I wish simply fixing the filenaming problem at the source was an option. It isn't.
To answer your question, the invisible characters that DOpus is (I think) ignoring or not displaying cause a problem because DOpus doesn't seem to be able to handle renames using a regex in either scripts or the rename dialog that would reference the invisible UTF-8 character and essentially just delete the invisible character. My rename scripts use the regex syntax \x{0097} as provided here:
' Remove zero-length spaces
regex.Pattern = "\x{0097}"
strNameOnly = regex.Replace(strNameOnly, "")
(FWIW, I also tried \u{0097})
The regex behavior I anticipated is that the zero-length invisible UTF-8 control character will be replaced with Null (that is, deleted). Nope. That particular regex in the script does nothing although the rest of the script works as expected. I have also tried a GUI rename in DOpus using:
RenameType: Regular Expressions Find and Replace
Oldname: \u{0097}
Newname:
I get an "Error in Search Pattern. Trailing Backslash" (I tried it without the escape also. The it does nothing when run).
I have banged my head on this for weeks and have digested more than I ever wanted to know about UTF non-printing characters, including several very complex explanations on StackOverflow, SuperUser, and the Notepad++ forums, among many others--all of which in the end only served to confuse me (e.g., How do I find this character(by unicode search) in notepad++ ﻁ (\uFEC1 and only that character) - Super User, and Visualization for zero-width characters | Notepad++ Community). Many of the posts mention in great detail that this is a known and persistent headache with UTF-8 but the solutions I have tried have failed. I'm not a programmer and so the PERL/Bash/etc scripts I've seen elsewhere are pretty far above my paygrade. I am pinning my hopes on DOpus--once again--to the rescue.

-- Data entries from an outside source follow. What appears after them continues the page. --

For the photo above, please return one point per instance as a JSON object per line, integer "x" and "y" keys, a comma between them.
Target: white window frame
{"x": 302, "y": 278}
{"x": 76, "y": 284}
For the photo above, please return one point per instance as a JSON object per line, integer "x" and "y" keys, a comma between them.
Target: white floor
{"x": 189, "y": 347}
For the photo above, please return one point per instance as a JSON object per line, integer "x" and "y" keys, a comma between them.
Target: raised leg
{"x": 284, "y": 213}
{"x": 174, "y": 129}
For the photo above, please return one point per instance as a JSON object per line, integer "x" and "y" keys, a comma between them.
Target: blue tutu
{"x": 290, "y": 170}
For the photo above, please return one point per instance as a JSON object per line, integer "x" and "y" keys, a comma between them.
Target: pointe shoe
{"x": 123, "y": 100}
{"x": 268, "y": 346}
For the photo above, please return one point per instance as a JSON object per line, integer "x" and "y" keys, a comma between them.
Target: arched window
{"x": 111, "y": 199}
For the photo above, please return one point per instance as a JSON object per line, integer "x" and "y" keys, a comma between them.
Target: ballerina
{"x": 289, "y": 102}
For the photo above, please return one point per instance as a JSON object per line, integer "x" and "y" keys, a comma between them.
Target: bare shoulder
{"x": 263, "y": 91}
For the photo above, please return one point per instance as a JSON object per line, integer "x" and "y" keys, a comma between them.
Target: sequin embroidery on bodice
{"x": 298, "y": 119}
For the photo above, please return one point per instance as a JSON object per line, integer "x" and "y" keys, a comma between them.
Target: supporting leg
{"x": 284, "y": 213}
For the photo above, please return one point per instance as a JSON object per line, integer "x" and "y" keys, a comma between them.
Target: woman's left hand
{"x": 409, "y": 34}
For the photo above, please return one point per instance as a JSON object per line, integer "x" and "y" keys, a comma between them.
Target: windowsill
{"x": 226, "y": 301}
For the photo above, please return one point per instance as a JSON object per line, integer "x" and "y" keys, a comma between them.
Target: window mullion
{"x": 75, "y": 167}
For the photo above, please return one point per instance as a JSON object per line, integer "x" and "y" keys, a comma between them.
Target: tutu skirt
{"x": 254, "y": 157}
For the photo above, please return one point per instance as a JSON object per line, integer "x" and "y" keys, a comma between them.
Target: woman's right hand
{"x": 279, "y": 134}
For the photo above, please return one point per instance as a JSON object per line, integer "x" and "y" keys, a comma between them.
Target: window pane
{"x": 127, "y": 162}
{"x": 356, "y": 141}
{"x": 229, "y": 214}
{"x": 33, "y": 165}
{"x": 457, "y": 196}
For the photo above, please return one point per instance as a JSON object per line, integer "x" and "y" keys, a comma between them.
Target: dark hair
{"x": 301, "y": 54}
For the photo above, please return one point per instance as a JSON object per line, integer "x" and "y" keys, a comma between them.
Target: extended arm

At this point I have only been able to weed out the offending files by running the rename script on a batch of files I am cleaning up and visually hunting for "failed" renames, then copying the filenames using DOpus (Copy -> Other -> Short Names Only), look for the offending UTF-8 control characters, and rename them manually. A big burden for an otherwise easy task, but at least I'm halfway there.

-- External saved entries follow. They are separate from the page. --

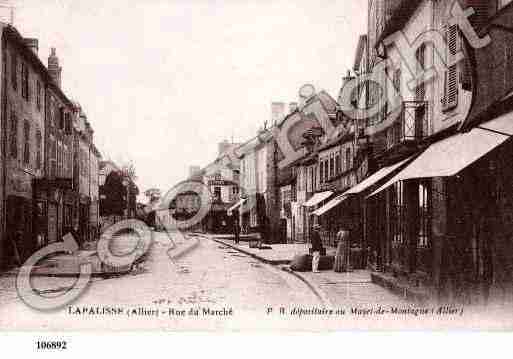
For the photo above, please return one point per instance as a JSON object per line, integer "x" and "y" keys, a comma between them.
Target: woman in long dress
{"x": 342, "y": 253}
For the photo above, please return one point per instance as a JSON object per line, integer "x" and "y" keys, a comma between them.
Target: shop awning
{"x": 318, "y": 198}
{"x": 376, "y": 177}
{"x": 450, "y": 156}
{"x": 330, "y": 205}
{"x": 236, "y": 205}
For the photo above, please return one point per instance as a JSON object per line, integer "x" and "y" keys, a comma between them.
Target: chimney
{"x": 345, "y": 80}
{"x": 293, "y": 107}
{"x": 32, "y": 44}
{"x": 277, "y": 112}
{"x": 53, "y": 67}
{"x": 222, "y": 147}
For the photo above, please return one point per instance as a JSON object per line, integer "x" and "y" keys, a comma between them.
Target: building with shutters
{"x": 38, "y": 197}
{"x": 432, "y": 208}
{"x": 56, "y": 192}
{"x": 86, "y": 172}
{"x": 25, "y": 86}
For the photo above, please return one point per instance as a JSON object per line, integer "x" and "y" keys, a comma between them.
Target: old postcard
{"x": 290, "y": 165}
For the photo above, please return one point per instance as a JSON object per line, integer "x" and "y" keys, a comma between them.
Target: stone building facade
{"x": 24, "y": 89}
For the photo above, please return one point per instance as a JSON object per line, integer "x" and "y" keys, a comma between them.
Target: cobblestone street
{"x": 213, "y": 277}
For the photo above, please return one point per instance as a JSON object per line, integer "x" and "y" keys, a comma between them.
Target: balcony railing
{"x": 411, "y": 124}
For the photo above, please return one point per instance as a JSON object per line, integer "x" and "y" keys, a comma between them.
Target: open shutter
{"x": 451, "y": 77}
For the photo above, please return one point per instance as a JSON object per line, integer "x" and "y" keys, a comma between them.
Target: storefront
{"x": 55, "y": 204}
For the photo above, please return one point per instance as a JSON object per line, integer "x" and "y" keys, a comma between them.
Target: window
{"x": 26, "y": 145}
{"x": 397, "y": 212}
{"x": 25, "y": 88}
{"x": 53, "y": 157}
{"x": 39, "y": 91}
{"x": 67, "y": 123}
{"x": 14, "y": 135}
{"x": 61, "y": 118}
{"x": 59, "y": 159}
{"x": 348, "y": 159}
{"x": 503, "y": 3}
{"x": 39, "y": 142}
{"x": 14, "y": 72}
{"x": 397, "y": 80}
{"x": 424, "y": 215}
{"x": 420, "y": 55}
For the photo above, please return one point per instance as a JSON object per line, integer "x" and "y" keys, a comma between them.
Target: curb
{"x": 261, "y": 259}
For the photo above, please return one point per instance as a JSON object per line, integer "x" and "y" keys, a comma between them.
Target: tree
{"x": 128, "y": 171}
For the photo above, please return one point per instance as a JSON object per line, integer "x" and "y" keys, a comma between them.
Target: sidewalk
{"x": 277, "y": 254}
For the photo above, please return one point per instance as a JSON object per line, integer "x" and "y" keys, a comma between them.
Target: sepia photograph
{"x": 255, "y": 166}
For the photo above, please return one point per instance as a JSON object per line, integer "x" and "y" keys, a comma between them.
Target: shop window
{"x": 450, "y": 95}
{"x": 14, "y": 135}
{"x": 68, "y": 216}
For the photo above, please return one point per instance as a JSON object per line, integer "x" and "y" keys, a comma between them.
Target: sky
{"x": 163, "y": 82}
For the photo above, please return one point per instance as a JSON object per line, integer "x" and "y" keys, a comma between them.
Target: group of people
{"x": 341, "y": 263}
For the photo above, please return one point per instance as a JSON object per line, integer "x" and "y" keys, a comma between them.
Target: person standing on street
{"x": 316, "y": 248}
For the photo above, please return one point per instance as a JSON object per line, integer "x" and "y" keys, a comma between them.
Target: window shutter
{"x": 480, "y": 16}
{"x": 450, "y": 98}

Can you help? Can anyone that's solved this? Surely I am not alone. There must be a solution I'm overlooking.
Scott
NOTE 1 (for those that are struggling with this issue too)

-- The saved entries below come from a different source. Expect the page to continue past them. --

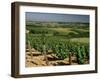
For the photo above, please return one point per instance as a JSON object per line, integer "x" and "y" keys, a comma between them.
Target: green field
{"x": 61, "y": 38}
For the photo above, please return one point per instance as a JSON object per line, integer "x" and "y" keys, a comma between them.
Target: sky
{"x": 55, "y": 17}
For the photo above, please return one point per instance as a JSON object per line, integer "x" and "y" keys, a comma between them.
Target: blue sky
{"x": 53, "y": 17}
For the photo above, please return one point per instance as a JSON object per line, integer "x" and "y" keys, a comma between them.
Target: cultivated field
{"x": 57, "y": 43}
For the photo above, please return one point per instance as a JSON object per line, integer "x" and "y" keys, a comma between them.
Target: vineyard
{"x": 56, "y": 46}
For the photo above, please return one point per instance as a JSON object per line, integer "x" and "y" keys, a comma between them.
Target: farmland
{"x": 57, "y": 43}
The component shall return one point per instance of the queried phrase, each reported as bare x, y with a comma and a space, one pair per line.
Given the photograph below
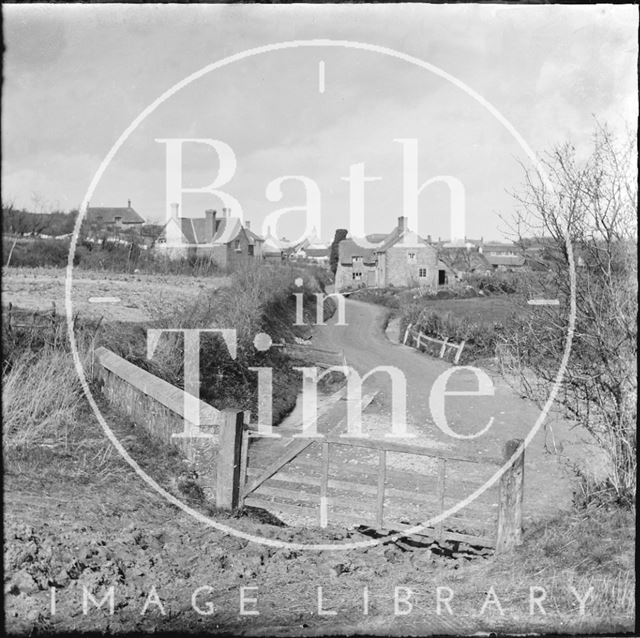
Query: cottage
312, 249
112, 218
502, 255
458, 261
221, 238
401, 258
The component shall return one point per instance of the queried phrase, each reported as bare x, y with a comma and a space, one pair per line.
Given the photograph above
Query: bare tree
593, 203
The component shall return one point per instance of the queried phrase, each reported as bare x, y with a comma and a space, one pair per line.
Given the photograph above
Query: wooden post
510, 504
229, 455
441, 485
244, 459
324, 485
382, 475
460, 348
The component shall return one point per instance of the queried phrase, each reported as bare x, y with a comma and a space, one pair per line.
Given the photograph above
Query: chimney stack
210, 223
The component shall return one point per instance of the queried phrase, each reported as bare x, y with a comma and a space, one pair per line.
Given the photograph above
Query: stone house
112, 221
502, 256
401, 258
221, 238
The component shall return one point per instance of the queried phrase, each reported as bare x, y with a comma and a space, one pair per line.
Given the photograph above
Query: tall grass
40, 395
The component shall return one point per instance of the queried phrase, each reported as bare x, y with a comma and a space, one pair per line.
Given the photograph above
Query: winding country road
364, 345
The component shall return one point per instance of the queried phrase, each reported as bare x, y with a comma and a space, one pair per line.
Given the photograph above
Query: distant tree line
18, 221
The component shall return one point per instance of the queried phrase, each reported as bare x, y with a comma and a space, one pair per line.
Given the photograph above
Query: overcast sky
77, 76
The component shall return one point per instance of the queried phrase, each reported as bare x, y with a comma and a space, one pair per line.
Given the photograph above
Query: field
141, 296
78, 519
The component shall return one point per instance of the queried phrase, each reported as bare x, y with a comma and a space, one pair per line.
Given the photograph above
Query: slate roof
311, 251
463, 260
252, 237
201, 230
505, 260
348, 249
108, 214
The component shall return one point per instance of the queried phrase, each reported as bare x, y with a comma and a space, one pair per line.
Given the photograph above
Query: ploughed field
141, 297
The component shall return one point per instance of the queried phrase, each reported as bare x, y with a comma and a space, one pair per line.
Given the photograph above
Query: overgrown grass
40, 396
105, 256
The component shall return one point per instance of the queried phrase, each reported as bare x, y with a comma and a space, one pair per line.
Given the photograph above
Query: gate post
510, 500
228, 463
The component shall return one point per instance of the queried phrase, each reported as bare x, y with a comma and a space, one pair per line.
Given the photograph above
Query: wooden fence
420, 339
159, 408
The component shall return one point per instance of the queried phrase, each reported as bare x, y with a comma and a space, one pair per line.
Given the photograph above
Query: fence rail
419, 337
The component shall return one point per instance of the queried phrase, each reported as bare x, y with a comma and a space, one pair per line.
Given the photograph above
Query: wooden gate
384, 485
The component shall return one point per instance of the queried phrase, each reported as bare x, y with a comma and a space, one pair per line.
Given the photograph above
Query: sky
76, 76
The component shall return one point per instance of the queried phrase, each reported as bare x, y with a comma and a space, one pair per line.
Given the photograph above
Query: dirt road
364, 345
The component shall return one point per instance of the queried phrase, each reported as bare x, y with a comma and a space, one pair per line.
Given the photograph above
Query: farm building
311, 249
401, 258
458, 261
221, 238
502, 255
99, 218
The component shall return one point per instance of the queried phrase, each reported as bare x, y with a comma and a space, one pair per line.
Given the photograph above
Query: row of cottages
310, 249
401, 258
220, 237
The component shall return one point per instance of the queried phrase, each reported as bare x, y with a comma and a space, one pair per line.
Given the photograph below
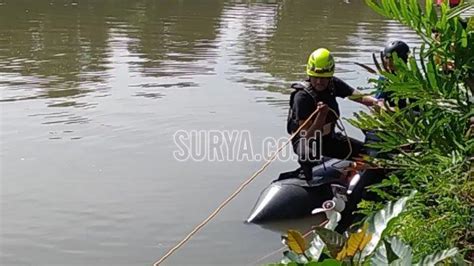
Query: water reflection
278, 37
57, 47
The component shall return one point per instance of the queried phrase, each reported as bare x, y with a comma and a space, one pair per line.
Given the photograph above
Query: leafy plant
429, 145
362, 246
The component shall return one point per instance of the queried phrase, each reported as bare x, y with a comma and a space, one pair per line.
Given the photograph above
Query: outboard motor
291, 196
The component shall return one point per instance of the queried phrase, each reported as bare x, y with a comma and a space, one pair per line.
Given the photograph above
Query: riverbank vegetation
433, 135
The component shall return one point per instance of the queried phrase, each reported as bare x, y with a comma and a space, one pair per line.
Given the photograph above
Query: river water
92, 93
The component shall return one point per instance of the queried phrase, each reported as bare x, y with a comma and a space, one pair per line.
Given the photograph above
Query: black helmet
399, 47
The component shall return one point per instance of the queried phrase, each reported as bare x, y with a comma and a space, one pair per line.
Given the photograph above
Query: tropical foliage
360, 247
432, 137
428, 145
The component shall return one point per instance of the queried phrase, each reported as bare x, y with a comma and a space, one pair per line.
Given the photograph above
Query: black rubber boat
290, 196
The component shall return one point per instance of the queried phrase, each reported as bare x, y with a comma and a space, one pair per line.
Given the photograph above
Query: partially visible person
320, 91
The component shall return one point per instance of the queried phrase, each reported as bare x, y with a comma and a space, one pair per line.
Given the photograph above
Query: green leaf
293, 257
327, 262
437, 257
459, 10
379, 221
333, 240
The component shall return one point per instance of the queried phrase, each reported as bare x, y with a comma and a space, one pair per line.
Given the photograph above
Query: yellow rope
233, 195
244, 184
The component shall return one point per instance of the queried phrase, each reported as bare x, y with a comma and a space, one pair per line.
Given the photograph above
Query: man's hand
322, 107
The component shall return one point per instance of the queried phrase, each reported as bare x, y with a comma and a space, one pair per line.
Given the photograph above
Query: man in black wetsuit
319, 91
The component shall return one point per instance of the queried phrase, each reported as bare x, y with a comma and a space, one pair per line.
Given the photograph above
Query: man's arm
318, 123
367, 100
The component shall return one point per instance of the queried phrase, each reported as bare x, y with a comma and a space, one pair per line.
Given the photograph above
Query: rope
233, 195
283, 248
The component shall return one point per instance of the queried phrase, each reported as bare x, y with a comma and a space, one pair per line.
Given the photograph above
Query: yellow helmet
320, 64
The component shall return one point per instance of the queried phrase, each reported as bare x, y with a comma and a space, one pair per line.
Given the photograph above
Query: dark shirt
304, 105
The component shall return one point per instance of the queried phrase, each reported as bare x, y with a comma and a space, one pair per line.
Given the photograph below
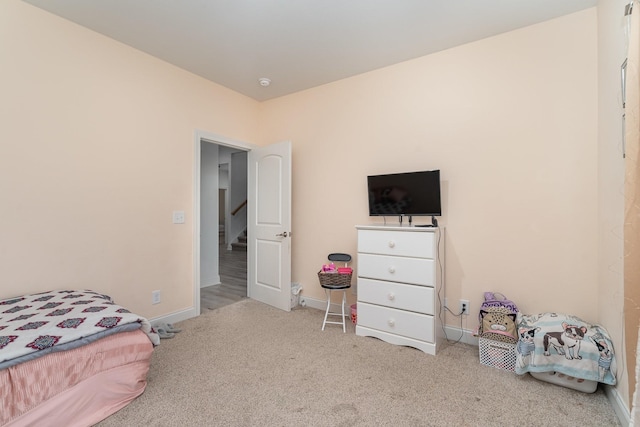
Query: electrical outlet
464, 306
178, 217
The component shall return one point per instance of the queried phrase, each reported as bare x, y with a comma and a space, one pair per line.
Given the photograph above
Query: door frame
212, 138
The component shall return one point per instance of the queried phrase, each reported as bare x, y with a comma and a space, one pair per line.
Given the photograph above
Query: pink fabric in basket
77, 387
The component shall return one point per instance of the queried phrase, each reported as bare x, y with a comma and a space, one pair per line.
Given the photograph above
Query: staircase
241, 243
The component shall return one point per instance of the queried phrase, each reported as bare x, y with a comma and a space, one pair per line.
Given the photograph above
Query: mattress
76, 387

Unicode control characters can appear in a filename but are not normally displayed by the Windows and MacOS operating systems. DOpus also ignores these characters in both display and filename handling.
To locate the offending character I used the terrific text wrangling program Notepad++. I used DOpus to copy the actual filenames, then pasted that list into a blank Notepad++ text document. I then selected View->Show Symbol->Show All Symbols to display the (normally) invisible UTF-8 control characters.
Thus, the filenames normally displayed in DOpus appear as:
Are actually:
The "SPA" and the "EPA" characters are where my issue lies.